Les communes déclarent la guerre à Airbnb

Les communes déclarent la guerre à Airbnb

Confrontées à des hausses des prix et des pénuries de logements, de nombreuses stations balnéaires ont décidé de prendre des mesures drastiques contre Airbnb.

Pas assez de places

Sur tout le littoral français, les témoignages se multiplient et se ressemblent, mais la Bretagne semble particulièrement touchée. Entre le Cap Fréhel et Saint-Malo, sur la côte d’Emeraude, la situation est de plus en plus critique. En cause  ? Le nombre croissant de résidences secondaires, qui empêche les locaux de trouver un logement.

« J’ai beau avoir fait la tournée de tous les agents immobiliers et avoir un bon revenu, cela devient impossible de trouver une location sans être fonctionnaire ou en CDI », déplore Louis, patron d’une petite entreprise cherchant un appartement à Saint-Malo. 

Forcé de louer un Airbnb pour se loger, le quinquagénaire se trouve en mauvaise posture à la venue de l’été. « Je payais 850 euros par mois. À partir des vacances de Pâques, l’appartement est loué 900  euros la semaine, détaille Louis.  Pour les propriétaires, le profil idéal, ce sont des étudiants qui rentrent chez leurs parents l’été. La plupart des gens qui travaillent à Saint-Malo vivent à 25 ou 30 kilomètres », explique Louis.

A La Couarde-sur-Mer, sur l’île de Ré, l’école est même menacée de fermeture. « Le phénomène est semblable partout sur l’île, assure d’ailleurs un employé de l’agence immobilière Agim. Nous avons actuellement plus d’une centaine de familles en attente d’une location à l’année ! »

Trop de résidences secondaires

« Chaque année le déséquilibre augmente avec la multiplication de programmes immobiliers en faveur de résidences secondaires, la spéculation liée au tourisme… avec pour conséquence une flambée des prix de l’immobilier impactant le parc locatif privé ainsi que l’accès à la propriété, déplore le collectif Un logement pour tou(te)s en Bretagne. Cette tension constitue un frein au maintien de jeunes actifs et à l’installation à l’année de foyers aux revenus modestes ».

« Il y a 330.000 logements vides neuf mois sur douze en Bretagne, s’indigne Olivier Ferrando, membre du collectif.  Il existe un arsenal de lois à disposition des élus locaux, mais ils ne sont pas toujours connus ni appliqués. À la suite de notre mobilisation, certains maires commencent à se bouger pour réglementer les séjours courts ».

Pour limiter l’attrait des résidences secondaires, de nombreuses communes ont pris des mesures  d’encadrement des locations touristiques de courte durée.
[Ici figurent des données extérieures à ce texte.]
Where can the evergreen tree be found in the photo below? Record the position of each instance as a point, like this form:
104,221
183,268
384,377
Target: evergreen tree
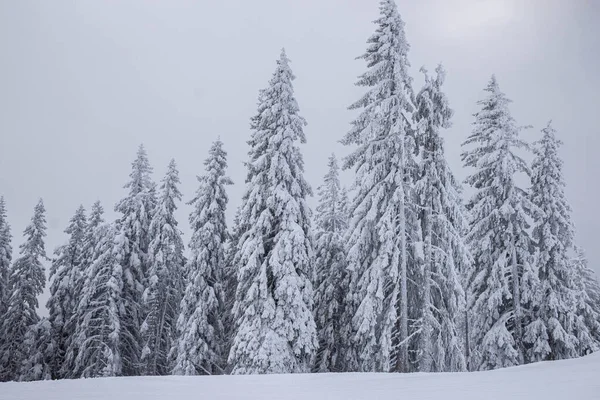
132,240
5,258
230,279
275,328
26,281
587,305
442,226
331,276
90,241
165,278
40,352
66,271
378,232
551,334
500,243
100,331
201,343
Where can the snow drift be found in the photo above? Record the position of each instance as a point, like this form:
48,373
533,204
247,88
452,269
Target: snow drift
577,379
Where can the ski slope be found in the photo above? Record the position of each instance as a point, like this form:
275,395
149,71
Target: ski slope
572,379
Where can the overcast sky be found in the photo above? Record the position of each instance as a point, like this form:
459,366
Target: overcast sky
83,83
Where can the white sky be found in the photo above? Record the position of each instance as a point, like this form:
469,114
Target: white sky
83,83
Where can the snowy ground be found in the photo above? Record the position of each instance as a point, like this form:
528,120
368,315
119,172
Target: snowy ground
572,379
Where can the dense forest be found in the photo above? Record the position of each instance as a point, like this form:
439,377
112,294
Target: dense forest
400,272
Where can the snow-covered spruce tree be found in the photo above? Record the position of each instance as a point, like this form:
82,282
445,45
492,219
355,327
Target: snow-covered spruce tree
90,240
442,226
275,328
230,280
587,305
498,237
41,351
5,258
330,279
100,331
26,282
165,278
66,272
551,333
201,343
133,239
377,236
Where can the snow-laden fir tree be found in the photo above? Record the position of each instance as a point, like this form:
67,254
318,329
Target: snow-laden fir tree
41,352
26,282
331,275
100,332
165,278
498,236
377,237
230,279
90,241
551,333
275,327
587,305
201,343
442,226
66,272
5,257
132,240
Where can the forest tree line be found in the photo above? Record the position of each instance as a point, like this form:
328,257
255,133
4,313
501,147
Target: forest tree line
400,273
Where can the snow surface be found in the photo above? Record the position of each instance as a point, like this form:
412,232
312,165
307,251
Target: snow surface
571,379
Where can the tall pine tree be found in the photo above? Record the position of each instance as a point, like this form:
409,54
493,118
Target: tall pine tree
165,278
442,226
378,232
551,334
26,282
66,272
90,241
500,243
587,305
100,330
275,328
201,343
131,248
331,276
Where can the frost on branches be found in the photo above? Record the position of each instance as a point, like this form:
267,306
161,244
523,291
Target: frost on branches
26,283
200,347
131,244
100,330
66,272
442,226
331,277
165,278
587,304
500,284
275,328
377,237
552,335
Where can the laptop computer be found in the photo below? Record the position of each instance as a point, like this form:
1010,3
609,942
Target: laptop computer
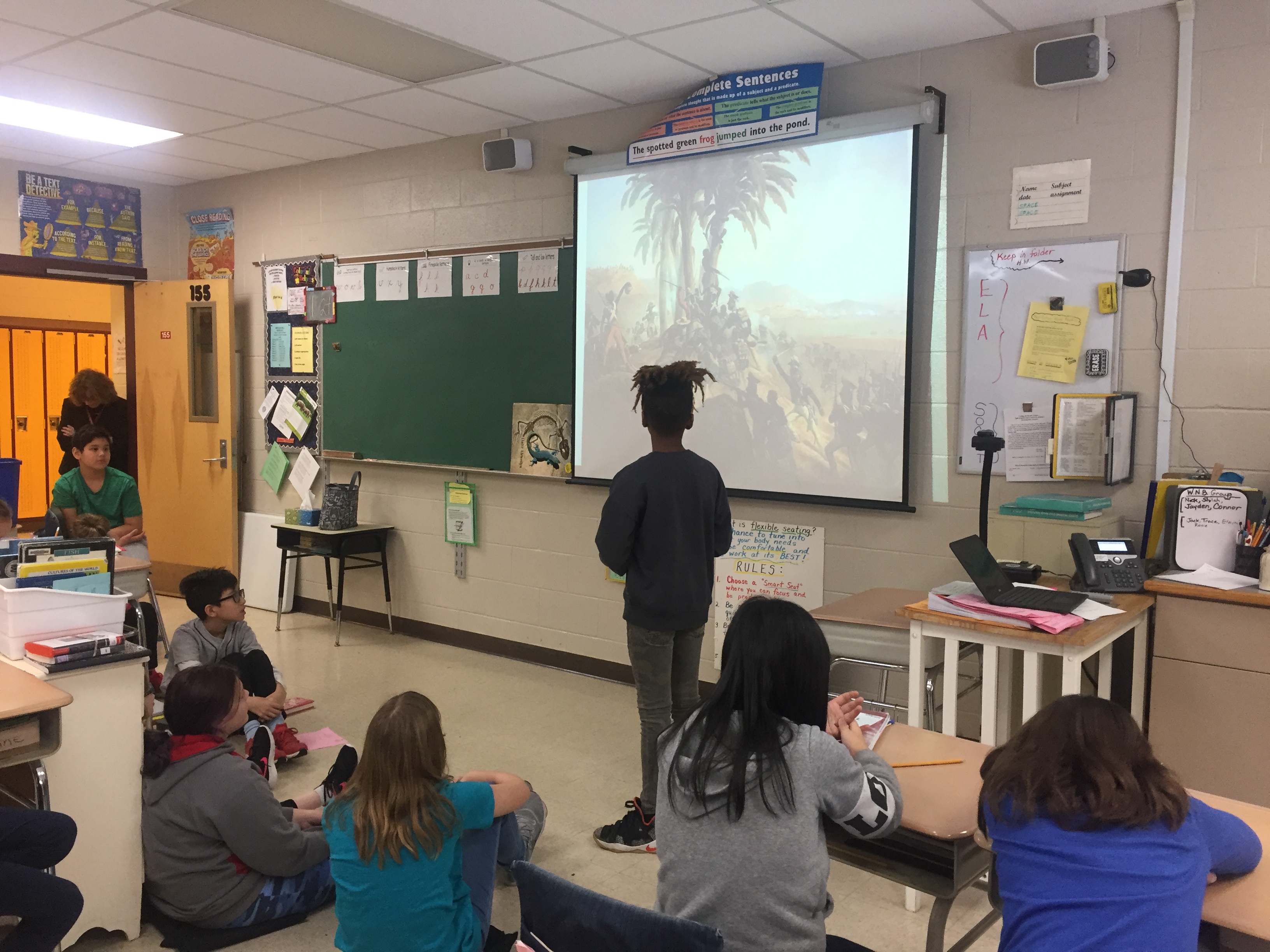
1000,591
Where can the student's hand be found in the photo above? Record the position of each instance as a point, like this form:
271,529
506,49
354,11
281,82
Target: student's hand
307,819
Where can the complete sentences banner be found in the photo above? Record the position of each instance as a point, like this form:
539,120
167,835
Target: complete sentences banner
89,221
737,110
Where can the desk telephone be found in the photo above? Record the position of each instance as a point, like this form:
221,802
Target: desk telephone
1108,564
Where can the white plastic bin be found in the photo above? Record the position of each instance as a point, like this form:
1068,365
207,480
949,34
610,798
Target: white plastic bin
33,615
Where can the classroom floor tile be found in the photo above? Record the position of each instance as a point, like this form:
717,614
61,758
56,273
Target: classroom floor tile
574,738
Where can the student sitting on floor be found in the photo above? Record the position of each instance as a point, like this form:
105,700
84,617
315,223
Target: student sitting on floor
220,851
413,851
31,842
1098,843
749,780
220,634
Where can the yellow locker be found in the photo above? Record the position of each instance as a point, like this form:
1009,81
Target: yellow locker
91,354
59,372
28,414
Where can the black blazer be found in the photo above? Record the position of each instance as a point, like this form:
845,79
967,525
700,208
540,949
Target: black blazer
115,418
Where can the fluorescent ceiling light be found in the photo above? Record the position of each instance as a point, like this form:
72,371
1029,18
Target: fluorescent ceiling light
77,125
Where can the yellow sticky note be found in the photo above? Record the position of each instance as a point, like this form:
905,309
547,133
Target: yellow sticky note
302,350
1053,342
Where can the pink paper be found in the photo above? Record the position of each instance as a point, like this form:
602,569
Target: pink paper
1045,621
326,738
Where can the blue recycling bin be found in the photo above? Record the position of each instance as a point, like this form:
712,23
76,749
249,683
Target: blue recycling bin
9,472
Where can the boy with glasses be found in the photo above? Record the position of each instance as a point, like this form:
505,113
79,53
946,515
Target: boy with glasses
221,635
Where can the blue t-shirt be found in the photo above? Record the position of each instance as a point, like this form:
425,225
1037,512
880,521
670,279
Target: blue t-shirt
417,905
1116,889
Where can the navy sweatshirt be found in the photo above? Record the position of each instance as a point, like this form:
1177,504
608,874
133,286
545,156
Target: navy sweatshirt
1116,889
665,522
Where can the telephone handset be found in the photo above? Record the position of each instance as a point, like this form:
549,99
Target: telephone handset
1107,564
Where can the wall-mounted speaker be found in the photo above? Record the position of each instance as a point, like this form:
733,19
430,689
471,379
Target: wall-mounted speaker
507,155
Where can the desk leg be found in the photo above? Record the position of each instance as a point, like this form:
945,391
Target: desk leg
331,606
1032,683
1104,673
1138,691
989,697
952,662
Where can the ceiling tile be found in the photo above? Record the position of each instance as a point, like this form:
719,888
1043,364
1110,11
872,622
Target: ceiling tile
19,41
435,112
746,41
139,74
356,128
119,105
628,17
181,40
210,150
877,30
1029,14
524,93
624,70
275,139
53,144
512,30
72,18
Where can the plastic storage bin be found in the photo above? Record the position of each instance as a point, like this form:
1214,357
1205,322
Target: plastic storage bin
33,615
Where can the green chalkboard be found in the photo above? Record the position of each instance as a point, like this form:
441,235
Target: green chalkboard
433,380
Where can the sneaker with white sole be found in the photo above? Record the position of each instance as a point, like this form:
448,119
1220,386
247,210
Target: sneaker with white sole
634,833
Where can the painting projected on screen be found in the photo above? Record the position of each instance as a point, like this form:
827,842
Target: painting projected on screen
785,272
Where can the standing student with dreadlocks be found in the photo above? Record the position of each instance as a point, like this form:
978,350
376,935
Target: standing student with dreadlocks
666,521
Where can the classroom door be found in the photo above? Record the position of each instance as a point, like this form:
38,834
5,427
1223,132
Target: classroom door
187,426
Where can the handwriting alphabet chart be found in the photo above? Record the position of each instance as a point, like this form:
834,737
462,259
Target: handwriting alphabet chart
481,275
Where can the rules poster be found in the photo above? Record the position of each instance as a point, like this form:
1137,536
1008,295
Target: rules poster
78,220
211,244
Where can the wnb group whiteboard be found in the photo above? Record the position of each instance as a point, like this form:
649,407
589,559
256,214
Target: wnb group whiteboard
1000,284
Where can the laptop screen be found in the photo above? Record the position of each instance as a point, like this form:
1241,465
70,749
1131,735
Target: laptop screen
981,567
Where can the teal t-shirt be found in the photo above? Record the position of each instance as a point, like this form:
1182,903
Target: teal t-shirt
417,905
117,499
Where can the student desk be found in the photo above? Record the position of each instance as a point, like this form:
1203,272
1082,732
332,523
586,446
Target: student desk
355,544
1212,647
1072,645
934,850
96,779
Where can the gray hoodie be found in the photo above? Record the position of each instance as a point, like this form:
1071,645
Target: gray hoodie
763,880
212,836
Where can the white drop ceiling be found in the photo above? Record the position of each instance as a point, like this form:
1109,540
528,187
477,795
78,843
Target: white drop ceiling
246,105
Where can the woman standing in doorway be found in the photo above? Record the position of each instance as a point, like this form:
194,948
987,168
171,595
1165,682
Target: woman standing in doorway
95,402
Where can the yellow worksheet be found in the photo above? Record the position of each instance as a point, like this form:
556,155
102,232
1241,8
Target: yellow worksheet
1053,342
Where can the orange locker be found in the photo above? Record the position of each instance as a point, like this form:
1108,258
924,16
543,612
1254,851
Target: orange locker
30,424
91,354
59,371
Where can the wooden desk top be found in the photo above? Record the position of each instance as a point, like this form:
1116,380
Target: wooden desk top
1082,635
23,693
1241,903
1251,596
939,802
360,527
874,607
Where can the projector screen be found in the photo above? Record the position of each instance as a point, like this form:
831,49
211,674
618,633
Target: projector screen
787,272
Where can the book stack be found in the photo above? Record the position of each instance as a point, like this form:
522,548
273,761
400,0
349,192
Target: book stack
1057,506
70,652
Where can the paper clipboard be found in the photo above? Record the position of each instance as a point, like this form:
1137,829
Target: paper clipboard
1093,437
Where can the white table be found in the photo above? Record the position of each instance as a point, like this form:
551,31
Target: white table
1074,647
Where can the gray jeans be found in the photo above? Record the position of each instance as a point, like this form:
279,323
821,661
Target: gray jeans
666,665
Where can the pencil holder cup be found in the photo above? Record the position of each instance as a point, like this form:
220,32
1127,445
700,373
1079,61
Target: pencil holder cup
1247,562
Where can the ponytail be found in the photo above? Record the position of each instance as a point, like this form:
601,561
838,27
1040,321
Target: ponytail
158,753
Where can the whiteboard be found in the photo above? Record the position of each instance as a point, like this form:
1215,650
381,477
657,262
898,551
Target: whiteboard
1000,284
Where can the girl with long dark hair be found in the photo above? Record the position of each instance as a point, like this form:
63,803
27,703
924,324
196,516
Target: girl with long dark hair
1099,847
751,776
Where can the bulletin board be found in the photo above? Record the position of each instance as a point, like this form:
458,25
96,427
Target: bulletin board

Parmi elles, Saint-Malo fait office de pionnière, avec la réglementation « la plus stricte » de France. La cité malouine impose en effet un quota maximal de logements de type Airbnb, limitant à 12,5  % la part de biens pouvant être loués en meublés touristiques. Cette réglementation a toutefois de nombreux détracteurs, et fait déjà l’objet de deux recours pour excès de pouvoir auprès du tribunal administratif de Rennes. Le règlement « anti-Airbnb » de Saint-Malo « limite l’autorisation de ces locations aux seules personnes physiques. Cela exclut les SCI, notamment familiales, et apparaît constituer une inégalité », estime maître Simon Guirriec, qui représente une dizaine de propriétaires malouins. « La réglementation malouine est notamment motivée par la lutte contre la concurrence faite au secteur hôtelier », insiste l’avocat.

Toutefois, bien que pointées du doigt, les résidences secondaires sont un mal pour un bien, et constituent en réalité une aubaine pour les communes, comme le rappelle Géraldine Leduc, directrice générale de l’Anett. Les résidences secondaires supportent « des taux de taxe foncière et de taxe d’habitation plus élevés que les résidences principales », et leurs occupants « consomment très peu de services publics locaux, comme les crèches ou les aides sociales ». Elles permettent donc « de maintenir une activité et des emplois dans les territoires pour un coût dérisoire».